Someone has died, and you're reaching out now to the surviving family members.

Reflect on these ideas before you say or do anything...

(1).  Your presence will mean more than your words.  Just be there for them.  Drive to their house, give them a hug or handshake, and spend some time with them.  Don't wear out your welcome by staying too long or saying too much, but do show them you care by being there for an appropriate amount of time.

(2).  Do something for them.  Make them a salad.  Buy them a box of chicken.  Fix them a gallon of sweet tea.  Mow their front lawn.  Wash their dishes that are in their sink.  Vacuum their living room.  I think you get the point.  Acts of kindness will mean the world at a time like this.

(3).  Respect their right to grieve in their own way.  If they need to cry, let them cry.  If they get mad and cuss, just quietly stand there and let them say what they need to say in that moment.  If they hold their emotions inside and express very little feeling, let them handle matters privately without pushing them to pour out their heart to you.  What I'm saying is, let folks grieve in their own way.  Remember we all grieve in different ways, and that's ok.

(4).  Do not say "If you need anything, just let me know."  That puts pressure on them to make requests that they may not feel comfortable making.  If you want to help them, just go ahead and help them.  Or you can say this:  "I want to help you.  What is your greatest need right now?"

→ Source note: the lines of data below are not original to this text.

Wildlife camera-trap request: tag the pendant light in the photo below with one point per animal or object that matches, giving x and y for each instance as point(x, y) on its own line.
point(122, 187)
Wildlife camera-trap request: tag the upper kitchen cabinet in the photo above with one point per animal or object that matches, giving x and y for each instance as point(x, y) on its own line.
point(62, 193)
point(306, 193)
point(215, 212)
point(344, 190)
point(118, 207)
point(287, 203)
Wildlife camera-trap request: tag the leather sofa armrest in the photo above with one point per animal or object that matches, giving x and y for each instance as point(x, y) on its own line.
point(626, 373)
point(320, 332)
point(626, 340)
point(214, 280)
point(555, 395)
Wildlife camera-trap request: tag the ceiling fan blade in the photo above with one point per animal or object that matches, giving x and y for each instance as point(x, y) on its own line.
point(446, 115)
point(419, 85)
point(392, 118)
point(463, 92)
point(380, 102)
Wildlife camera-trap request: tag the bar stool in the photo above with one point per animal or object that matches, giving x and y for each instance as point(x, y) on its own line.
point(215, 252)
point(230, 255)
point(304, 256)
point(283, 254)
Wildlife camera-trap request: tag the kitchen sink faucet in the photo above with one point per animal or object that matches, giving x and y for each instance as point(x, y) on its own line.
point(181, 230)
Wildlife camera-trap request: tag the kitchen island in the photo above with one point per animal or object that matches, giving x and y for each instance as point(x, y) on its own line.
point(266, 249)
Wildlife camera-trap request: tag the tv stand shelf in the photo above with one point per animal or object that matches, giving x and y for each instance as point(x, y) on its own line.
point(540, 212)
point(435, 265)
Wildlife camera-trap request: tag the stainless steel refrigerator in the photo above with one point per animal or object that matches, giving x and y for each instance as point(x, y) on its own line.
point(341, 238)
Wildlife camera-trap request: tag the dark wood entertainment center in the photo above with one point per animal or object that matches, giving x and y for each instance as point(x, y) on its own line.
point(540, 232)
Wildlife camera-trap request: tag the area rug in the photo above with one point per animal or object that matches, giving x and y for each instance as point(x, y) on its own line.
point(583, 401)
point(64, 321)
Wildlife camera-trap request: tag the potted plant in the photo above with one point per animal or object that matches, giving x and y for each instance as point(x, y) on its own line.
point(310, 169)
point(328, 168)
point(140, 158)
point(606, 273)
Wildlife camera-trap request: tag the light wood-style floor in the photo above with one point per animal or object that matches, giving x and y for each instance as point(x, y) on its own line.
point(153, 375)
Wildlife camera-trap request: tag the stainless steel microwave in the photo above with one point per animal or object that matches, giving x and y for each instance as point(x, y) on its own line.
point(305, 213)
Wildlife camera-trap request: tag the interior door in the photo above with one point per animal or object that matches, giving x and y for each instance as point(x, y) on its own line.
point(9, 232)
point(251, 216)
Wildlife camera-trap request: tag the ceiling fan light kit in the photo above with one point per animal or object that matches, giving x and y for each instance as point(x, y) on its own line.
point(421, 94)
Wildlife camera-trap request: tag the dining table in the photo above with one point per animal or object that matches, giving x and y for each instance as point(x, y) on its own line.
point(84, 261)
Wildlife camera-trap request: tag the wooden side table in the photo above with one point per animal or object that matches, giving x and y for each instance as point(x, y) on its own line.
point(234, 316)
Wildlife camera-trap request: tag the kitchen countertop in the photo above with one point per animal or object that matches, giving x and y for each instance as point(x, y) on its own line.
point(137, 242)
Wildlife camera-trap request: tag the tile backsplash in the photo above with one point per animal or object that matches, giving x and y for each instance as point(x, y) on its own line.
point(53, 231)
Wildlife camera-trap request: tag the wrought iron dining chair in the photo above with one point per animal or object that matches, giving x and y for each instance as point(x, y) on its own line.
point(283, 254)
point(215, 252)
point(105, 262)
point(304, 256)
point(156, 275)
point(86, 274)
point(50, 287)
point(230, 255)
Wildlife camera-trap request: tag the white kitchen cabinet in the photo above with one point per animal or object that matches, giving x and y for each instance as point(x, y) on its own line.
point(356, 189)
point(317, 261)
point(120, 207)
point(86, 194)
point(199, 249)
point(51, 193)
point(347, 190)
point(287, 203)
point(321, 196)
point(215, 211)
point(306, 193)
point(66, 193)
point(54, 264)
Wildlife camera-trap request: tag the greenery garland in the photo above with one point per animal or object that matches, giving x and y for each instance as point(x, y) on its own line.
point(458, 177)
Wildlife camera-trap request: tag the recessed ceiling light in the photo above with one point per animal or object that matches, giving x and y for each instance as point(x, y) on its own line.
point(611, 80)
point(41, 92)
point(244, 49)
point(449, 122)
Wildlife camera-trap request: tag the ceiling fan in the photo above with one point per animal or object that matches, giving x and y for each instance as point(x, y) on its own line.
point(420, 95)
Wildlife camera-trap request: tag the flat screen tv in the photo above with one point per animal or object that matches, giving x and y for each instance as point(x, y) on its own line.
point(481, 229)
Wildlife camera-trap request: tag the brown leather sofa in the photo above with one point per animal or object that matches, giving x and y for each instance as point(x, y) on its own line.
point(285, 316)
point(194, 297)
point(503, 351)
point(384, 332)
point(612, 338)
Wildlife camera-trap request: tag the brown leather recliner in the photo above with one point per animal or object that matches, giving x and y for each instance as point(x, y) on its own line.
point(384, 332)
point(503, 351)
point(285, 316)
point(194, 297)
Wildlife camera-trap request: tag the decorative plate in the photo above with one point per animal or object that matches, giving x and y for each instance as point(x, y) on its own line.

(5).  Avoid using this cliche about the deceased:  "Well, he's in a better place now."  While it is a true statement, and it is good to know, that grieving family still misses the one who died.  They are hurting because that special someone who died is no longer with them.  I've had people tell me they got tired of hearing this phrase used over and over when their loved one died, and I can see why.

(6).  Stay away from the phrase "I understand."  You're not that grieving person.  You're not in their skin.  Their feelings are unique.  You understand how you may would feel if you lost someone, but you do not understand how they feel.  Please do not use this phrase.

In summary, just remember this:  Show up, give them a handshake or a hug, tell them you care about them, do something for them if you can, and then just let them respond in their own way.  They don't need sermons and cliches at that particular moment.  Not at all.  They just need your presence, love, and prayers more than anything.